What should I do? I know the problem but I don't know how to solve it. Please help me.
I recreated a slightly simplified version of your situation to reproduce the problem. Basically, it appears that the LSTM layer is only putting out one result for the entire sequence of time steps, thereby reducing the dimension from 3 to 2 in the output. If you run my program below, I've added the model.summary() which provides details of the architecture.
from keras import Sequential
from keras.layers import TimeDistributed, Dense, Conv2D, MaxPooling2D, Flatten, LSTM
import numpy as np
X_train = np.random.random((228, 10, 64, 64, 1))

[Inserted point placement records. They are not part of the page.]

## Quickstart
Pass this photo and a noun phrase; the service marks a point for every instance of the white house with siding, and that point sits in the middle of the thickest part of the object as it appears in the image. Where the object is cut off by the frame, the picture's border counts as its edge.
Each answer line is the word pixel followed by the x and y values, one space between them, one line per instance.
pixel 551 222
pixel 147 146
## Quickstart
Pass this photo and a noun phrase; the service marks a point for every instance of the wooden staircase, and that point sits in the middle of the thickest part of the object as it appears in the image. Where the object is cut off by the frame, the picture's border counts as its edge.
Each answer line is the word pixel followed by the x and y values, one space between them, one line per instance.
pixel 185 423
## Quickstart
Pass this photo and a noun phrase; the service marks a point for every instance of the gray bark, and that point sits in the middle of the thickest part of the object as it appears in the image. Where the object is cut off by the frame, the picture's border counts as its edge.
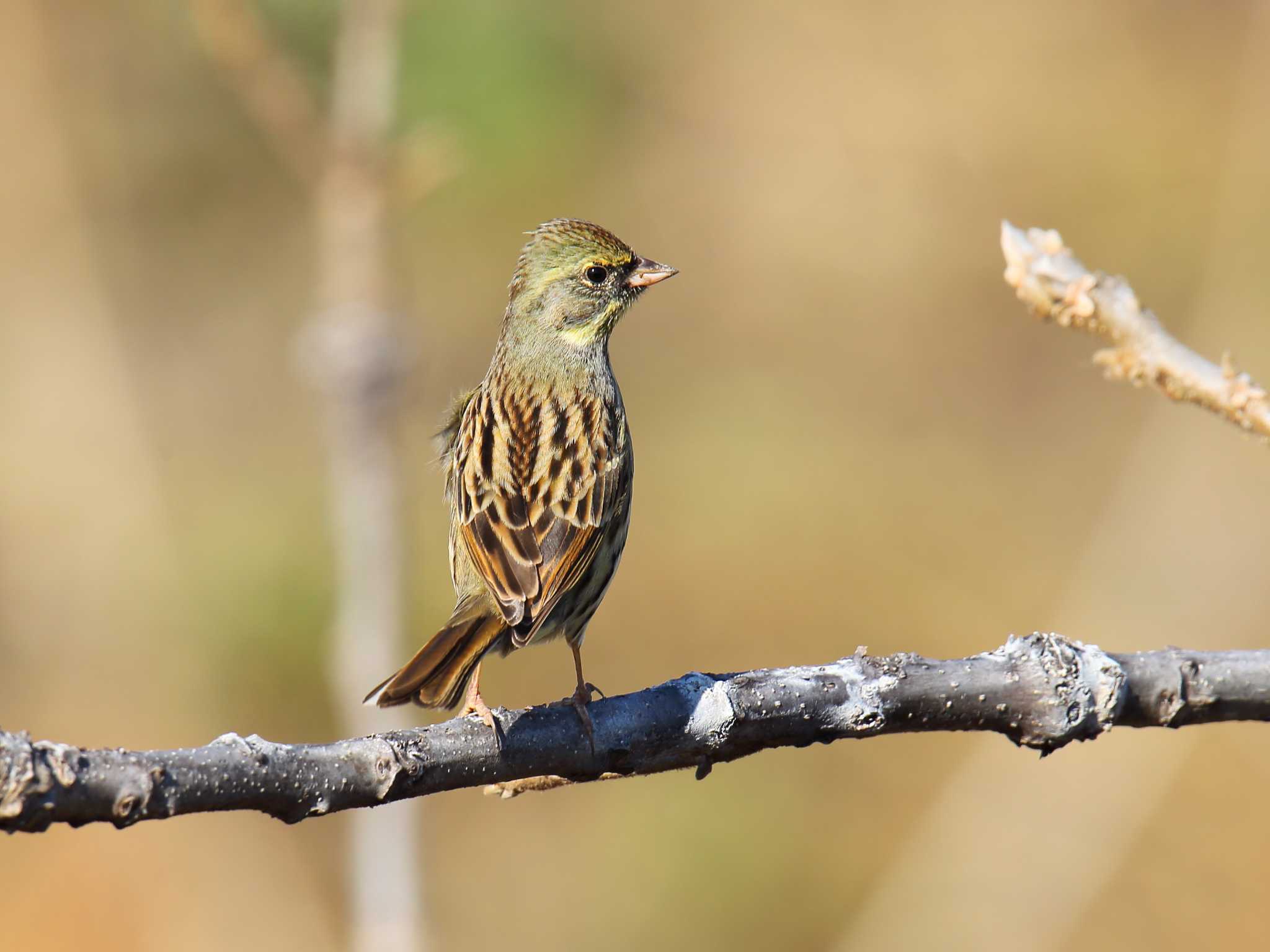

y_train = np.random.randint(2, size=(228, 10, 26))
num_classes = 26
# Create the model
model = Sequential()
model.add(TimeDistributed(Conv2D(32, (3, 3), strides=(2, 2), activation='relu', padding='same'), input_shape=X_train.shape[1:]))
model.add(TimeDistributed(MaxPooling2D((2, 2), strides=(2, 2))))
model.add(TimeDistributed(Conv2D(32, (3, 3), padding='same', activation='relu')))
model.add(TimeDistributed(MaxPooling2D((2, 2), strides=(2, 2))))
model.add(TimeDistributed(Flatten(),name='Flatten'))
model.add(LSTM(256, return_sequences=False, input_shape=(64, 64)))
model.add(Dense(128))
model.add(Dense(64))
model.add(Dense(num_classes, activation='softmax', name='FinalDense'))
model.compile(loss='categorical_crossentropy', optimizer='adam', metrics=["accuracy"])
#
model.summary()
# hist = model.fit(X_train, y_train, epochs=1)
I believe you'll need to decide if you want to reduce the dimension of the y_train (target) data to be consistent with the model, or change the model. I hope this helps.